I'm not seeing this with the latest version of my patch - do you still have a repro?

It fails on trunk. Your patch probably fixes it by shrinking the immediate. Is there anything that can prevent the DAG combine from running that we should be concerned about? If there is we might not need to clamp the immediate in lowering or isel.

It fails on trunk. Your patch probably fixes it by shrinking the immediate. Is there anything that can prevent the DAG combine from running that we should be concerned about? If there is we might not need to clamp the immediate in lowering or isel.

I don't think TargetLowering::SimplifyDemandedBits alters constants so I might not be repro'ing it properly - my X86ISelDAGToDAG.cpp change might be causing it to fallback to the reg-reg version?

What was the full repro command line please?
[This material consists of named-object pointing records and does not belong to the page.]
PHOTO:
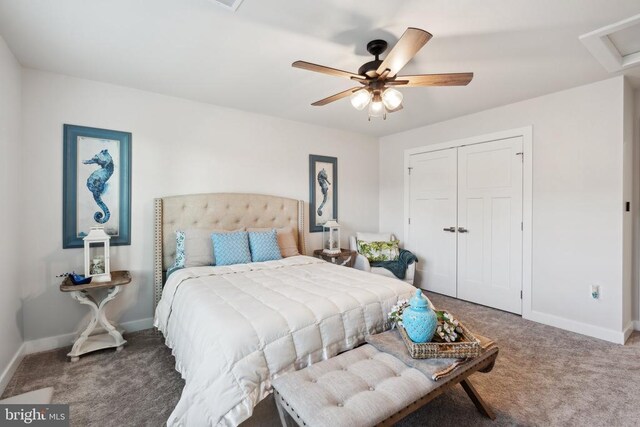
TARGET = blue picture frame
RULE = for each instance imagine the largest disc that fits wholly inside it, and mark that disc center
(96, 184)
(323, 191)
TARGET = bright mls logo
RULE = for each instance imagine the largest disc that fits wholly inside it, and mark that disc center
(34, 415)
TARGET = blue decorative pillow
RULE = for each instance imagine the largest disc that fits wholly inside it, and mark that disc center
(180, 256)
(264, 245)
(231, 248)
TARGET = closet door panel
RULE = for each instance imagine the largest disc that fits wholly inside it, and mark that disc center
(432, 208)
(489, 224)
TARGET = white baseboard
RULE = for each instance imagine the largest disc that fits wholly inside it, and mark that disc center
(51, 343)
(617, 337)
(11, 368)
(628, 330)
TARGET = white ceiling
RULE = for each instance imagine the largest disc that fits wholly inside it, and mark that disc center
(198, 50)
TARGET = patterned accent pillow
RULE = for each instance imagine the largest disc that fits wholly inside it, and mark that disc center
(379, 251)
(231, 248)
(264, 245)
(194, 247)
(286, 240)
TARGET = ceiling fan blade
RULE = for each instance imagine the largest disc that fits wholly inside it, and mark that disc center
(326, 70)
(335, 97)
(451, 79)
(409, 44)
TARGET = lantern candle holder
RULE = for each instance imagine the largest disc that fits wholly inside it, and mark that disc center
(96, 255)
(331, 237)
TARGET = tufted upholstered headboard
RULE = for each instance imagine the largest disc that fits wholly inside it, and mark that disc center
(227, 211)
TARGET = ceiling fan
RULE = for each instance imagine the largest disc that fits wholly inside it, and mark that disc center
(379, 78)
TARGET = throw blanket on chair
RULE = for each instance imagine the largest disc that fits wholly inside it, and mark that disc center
(399, 266)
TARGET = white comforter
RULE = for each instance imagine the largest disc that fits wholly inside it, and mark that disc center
(233, 329)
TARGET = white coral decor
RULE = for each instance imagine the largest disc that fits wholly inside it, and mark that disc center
(448, 329)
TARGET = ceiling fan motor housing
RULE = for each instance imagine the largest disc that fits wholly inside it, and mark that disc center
(376, 48)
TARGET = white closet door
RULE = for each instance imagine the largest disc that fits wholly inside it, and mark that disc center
(489, 224)
(432, 209)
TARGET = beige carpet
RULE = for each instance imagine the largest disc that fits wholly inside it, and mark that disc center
(543, 377)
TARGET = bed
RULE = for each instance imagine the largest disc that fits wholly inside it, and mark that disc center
(233, 329)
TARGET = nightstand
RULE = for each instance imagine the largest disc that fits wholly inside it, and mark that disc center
(346, 257)
(86, 342)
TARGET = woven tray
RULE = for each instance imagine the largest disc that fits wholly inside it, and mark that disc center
(468, 346)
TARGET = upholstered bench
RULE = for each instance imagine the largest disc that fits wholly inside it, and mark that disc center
(366, 387)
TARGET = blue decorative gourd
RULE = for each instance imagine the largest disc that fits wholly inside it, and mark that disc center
(419, 320)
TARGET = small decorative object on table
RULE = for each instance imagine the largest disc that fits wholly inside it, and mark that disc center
(331, 237)
(345, 257)
(451, 339)
(419, 319)
(112, 337)
(96, 255)
(76, 279)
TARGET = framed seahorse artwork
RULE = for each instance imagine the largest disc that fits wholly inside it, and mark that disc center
(97, 184)
(323, 191)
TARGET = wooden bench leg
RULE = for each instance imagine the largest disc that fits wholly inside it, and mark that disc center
(473, 394)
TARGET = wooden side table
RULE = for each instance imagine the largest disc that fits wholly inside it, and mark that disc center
(345, 257)
(86, 342)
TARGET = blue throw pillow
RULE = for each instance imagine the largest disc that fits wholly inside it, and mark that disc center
(231, 248)
(264, 245)
(180, 255)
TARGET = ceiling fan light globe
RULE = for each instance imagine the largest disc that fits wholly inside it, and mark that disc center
(376, 109)
(392, 98)
(360, 99)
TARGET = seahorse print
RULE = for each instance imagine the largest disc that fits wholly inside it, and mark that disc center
(323, 181)
(97, 183)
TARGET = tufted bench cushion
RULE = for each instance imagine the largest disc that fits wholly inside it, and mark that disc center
(362, 387)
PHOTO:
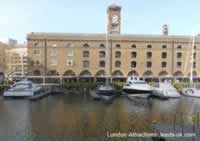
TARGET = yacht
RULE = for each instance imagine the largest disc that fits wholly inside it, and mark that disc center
(137, 87)
(165, 90)
(22, 88)
(106, 92)
(191, 92)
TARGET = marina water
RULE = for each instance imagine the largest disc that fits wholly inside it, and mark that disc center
(77, 117)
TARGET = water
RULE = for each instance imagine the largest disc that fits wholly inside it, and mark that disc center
(76, 117)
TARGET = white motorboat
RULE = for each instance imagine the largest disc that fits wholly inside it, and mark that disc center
(22, 88)
(191, 91)
(136, 86)
(106, 92)
(165, 90)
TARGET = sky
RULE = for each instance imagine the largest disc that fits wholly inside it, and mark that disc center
(20, 17)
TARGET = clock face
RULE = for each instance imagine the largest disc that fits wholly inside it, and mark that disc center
(115, 19)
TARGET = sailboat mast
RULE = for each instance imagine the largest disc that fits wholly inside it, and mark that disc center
(192, 60)
(107, 57)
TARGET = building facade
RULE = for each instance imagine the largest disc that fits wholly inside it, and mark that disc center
(16, 60)
(112, 54)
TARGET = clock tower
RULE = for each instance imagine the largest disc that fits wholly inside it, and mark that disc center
(114, 19)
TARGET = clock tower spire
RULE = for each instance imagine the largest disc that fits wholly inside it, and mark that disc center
(114, 19)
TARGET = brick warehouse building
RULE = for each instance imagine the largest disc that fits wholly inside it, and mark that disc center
(84, 55)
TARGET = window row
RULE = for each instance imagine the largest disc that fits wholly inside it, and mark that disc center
(118, 54)
(102, 45)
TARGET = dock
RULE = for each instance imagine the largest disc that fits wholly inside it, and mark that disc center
(44, 93)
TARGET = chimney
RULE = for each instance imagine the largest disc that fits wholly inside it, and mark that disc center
(165, 29)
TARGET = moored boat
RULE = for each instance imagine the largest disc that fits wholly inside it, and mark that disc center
(22, 88)
(135, 86)
(165, 90)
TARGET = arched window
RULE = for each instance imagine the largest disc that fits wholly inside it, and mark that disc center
(102, 46)
(179, 64)
(36, 73)
(164, 46)
(117, 64)
(117, 73)
(164, 64)
(52, 73)
(118, 45)
(85, 73)
(178, 73)
(133, 64)
(69, 73)
(102, 54)
(179, 55)
(86, 45)
(164, 55)
(149, 55)
(179, 47)
(148, 73)
(133, 46)
(149, 46)
(37, 62)
(86, 54)
(100, 73)
(133, 54)
(163, 73)
(117, 54)
(149, 64)
(133, 73)
(102, 64)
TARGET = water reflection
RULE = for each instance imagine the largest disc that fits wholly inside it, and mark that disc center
(78, 117)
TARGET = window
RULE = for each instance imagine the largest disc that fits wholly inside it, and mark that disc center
(86, 45)
(179, 47)
(36, 44)
(178, 64)
(194, 55)
(149, 64)
(149, 55)
(133, 46)
(117, 64)
(118, 45)
(68, 45)
(36, 52)
(85, 64)
(37, 62)
(102, 46)
(69, 62)
(54, 45)
(117, 54)
(53, 52)
(164, 55)
(70, 53)
(53, 62)
(133, 64)
(102, 64)
(133, 54)
(149, 46)
(102, 54)
(194, 65)
(86, 53)
(179, 55)
(164, 64)
(164, 46)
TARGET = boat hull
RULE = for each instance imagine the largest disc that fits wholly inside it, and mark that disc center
(136, 91)
(191, 92)
(18, 94)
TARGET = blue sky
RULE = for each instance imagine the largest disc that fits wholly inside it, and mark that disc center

Ok its not the exact tbm-builtins.c test after all I think I had modified it when I was testing. This should fail

#include <x86intrin.h>

unsigned long long test__bextri_u64_bigint(unsigned long long a) {
  return __bextri_u64(a, 0x7ffffff00LL);
}

Well 0x7ffffffffLL fails with -O0. https://godbolt.org/g/AC16ui I had to pick 6.0.0 because trunk segfaulted on anything, but I think that must be a problem with godbolt itself.

RKSimon updated this revision to Diff 149956.Jun 5 2018, 5:38 AM

Perform a demanded bits style mask on BEXTR constant masks to fix the existing i32 sign-extend isel issue

craig.topper accepted this revision.Jun 5 2018, 5:09 PM

LGTM. I'll let you decide what to do with the APInts.
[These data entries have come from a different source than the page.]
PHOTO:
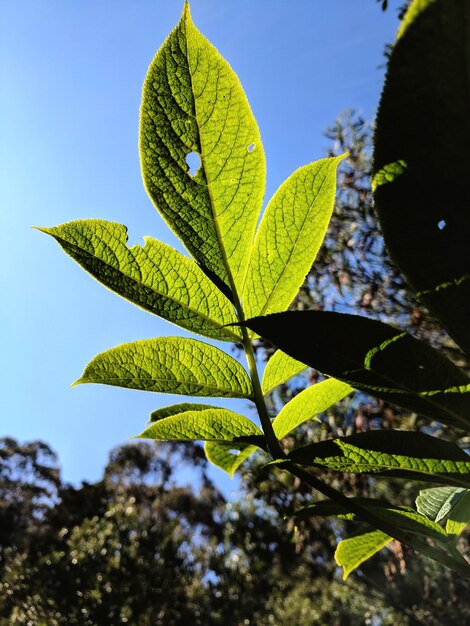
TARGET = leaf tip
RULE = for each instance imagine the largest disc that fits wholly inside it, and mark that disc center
(42, 229)
(79, 381)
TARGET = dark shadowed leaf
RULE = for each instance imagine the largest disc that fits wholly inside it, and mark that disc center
(375, 358)
(421, 159)
(390, 452)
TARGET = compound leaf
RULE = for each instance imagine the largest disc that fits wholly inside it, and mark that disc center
(289, 237)
(279, 369)
(421, 158)
(213, 424)
(390, 452)
(155, 277)
(308, 403)
(170, 365)
(375, 358)
(193, 103)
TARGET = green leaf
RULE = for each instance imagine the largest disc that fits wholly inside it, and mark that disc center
(174, 409)
(155, 277)
(228, 456)
(404, 518)
(390, 452)
(213, 424)
(459, 516)
(423, 123)
(308, 403)
(279, 369)
(289, 237)
(193, 103)
(375, 358)
(170, 365)
(353, 551)
(436, 503)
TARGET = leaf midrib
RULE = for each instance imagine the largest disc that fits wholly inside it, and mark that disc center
(208, 182)
(241, 394)
(286, 264)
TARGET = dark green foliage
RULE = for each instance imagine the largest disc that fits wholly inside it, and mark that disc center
(193, 102)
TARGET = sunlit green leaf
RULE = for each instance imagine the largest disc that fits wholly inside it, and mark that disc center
(375, 358)
(279, 369)
(422, 135)
(155, 277)
(193, 103)
(210, 425)
(353, 551)
(402, 517)
(170, 365)
(436, 503)
(459, 516)
(289, 237)
(228, 456)
(308, 403)
(390, 452)
(174, 409)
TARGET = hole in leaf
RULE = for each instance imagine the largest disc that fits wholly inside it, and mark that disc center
(193, 161)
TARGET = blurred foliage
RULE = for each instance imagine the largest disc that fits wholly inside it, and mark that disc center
(137, 547)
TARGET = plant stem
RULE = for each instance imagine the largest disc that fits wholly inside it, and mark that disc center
(273, 443)
(412, 540)
(361, 513)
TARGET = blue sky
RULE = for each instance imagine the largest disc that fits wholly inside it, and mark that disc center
(72, 74)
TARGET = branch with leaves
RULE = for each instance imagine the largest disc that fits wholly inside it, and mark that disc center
(242, 279)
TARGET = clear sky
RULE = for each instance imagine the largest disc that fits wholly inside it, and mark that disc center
(71, 76)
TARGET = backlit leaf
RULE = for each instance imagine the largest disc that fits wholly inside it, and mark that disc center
(279, 369)
(174, 409)
(393, 452)
(421, 140)
(404, 518)
(213, 424)
(353, 551)
(193, 103)
(375, 358)
(289, 237)
(436, 503)
(308, 403)
(459, 516)
(155, 277)
(228, 456)
(170, 365)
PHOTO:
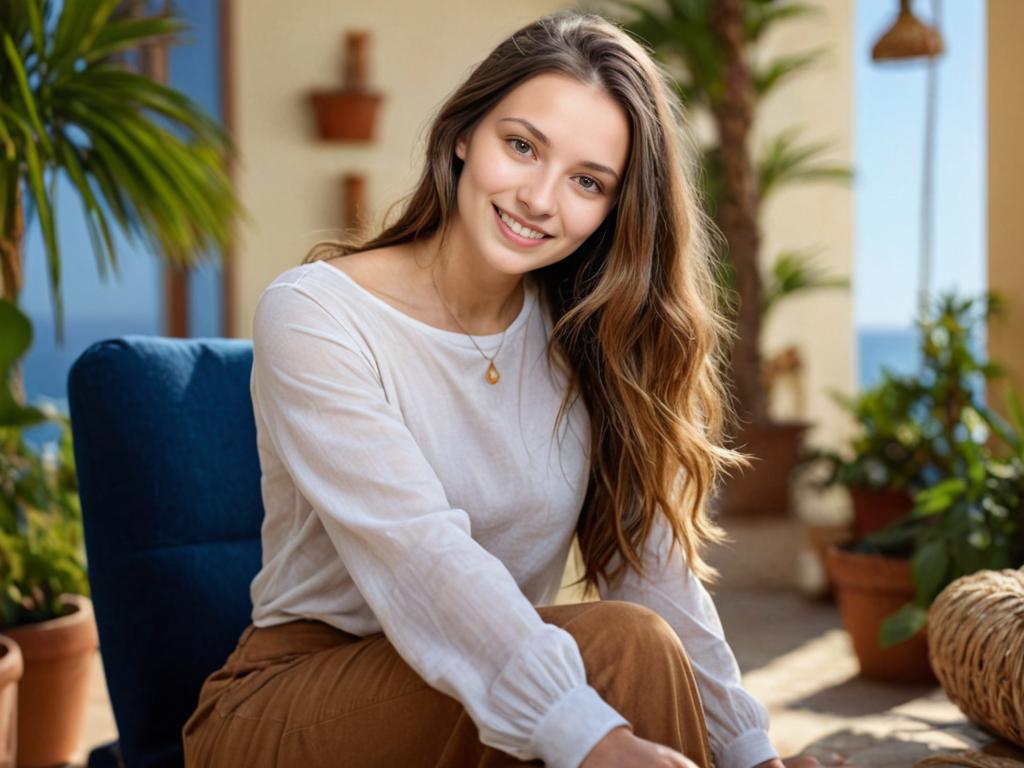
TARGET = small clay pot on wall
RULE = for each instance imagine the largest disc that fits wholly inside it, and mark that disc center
(53, 690)
(869, 588)
(10, 674)
(876, 508)
(349, 114)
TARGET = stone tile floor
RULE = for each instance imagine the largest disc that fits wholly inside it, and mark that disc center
(795, 657)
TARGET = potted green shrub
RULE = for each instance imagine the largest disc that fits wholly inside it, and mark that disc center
(711, 48)
(963, 464)
(889, 458)
(44, 604)
(141, 159)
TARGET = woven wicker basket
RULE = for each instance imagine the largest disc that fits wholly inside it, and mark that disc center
(976, 646)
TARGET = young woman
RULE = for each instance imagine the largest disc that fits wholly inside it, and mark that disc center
(529, 353)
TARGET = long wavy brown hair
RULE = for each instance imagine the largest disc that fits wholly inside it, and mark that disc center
(638, 318)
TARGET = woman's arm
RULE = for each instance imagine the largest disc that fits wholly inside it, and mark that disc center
(737, 723)
(451, 609)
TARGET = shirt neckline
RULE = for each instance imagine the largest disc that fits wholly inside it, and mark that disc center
(456, 337)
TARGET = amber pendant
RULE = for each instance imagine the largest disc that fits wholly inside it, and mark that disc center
(493, 375)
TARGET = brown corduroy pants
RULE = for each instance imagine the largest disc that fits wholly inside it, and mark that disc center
(308, 695)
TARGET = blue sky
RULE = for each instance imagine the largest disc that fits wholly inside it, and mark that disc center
(888, 160)
(889, 129)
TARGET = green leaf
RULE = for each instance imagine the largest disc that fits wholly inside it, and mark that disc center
(902, 625)
(939, 497)
(783, 161)
(929, 567)
(794, 272)
(28, 100)
(15, 338)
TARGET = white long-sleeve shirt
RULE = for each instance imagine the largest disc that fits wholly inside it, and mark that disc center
(406, 495)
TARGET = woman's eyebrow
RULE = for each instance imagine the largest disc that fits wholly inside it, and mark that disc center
(544, 140)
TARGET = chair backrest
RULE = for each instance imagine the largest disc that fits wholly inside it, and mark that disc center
(165, 445)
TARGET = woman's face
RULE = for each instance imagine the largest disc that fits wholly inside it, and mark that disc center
(541, 172)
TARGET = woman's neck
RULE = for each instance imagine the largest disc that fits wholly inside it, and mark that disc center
(481, 303)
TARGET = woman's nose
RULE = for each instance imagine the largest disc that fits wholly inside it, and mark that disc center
(538, 195)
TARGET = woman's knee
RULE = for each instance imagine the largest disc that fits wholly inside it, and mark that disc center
(617, 629)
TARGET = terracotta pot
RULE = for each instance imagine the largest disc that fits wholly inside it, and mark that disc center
(52, 695)
(819, 538)
(346, 116)
(10, 673)
(869, 588)
(763, 491)
(876, 508)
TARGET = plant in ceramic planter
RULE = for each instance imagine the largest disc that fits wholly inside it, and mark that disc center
(142, 160)
(890, 457)
(966, 512)
(971, 521)
(44, 604)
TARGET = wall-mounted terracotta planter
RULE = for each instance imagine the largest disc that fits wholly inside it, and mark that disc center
(346, 116)
(349, 114)
(876, 508)
(10, 674)
(869, 588)
(54, 689)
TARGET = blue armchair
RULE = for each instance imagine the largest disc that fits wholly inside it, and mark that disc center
(165, 445)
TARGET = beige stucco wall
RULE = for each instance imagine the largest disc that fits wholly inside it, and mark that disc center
(1006, 169)
(818, 216)
(290, 180)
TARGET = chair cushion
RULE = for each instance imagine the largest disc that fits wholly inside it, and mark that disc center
(165, 446)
lib/Target/X86/X86ISelLowering.cpp
36835 ↗(On Diff #149956)

nit. this can be const APInt &Val.

36836 ↗(On Diff #149956)

You can use Val1 & 0xffff if you want. There's an operator& that takes an APInt and uint64_t.

Or you could do something like.

if (Val1.ugt(0xFFFF)
  return DAG.getNode(X86ISD::BEXTR, SDLoc(N), VT, Op0,
                         DAG.getConstant(Val1 & 0xffff, SDLoc(N), VT));
This revision is now accepted and ready to land.Jun 5 2018, 5:09 PM
This revision was automatically updated to reflect the committed changes.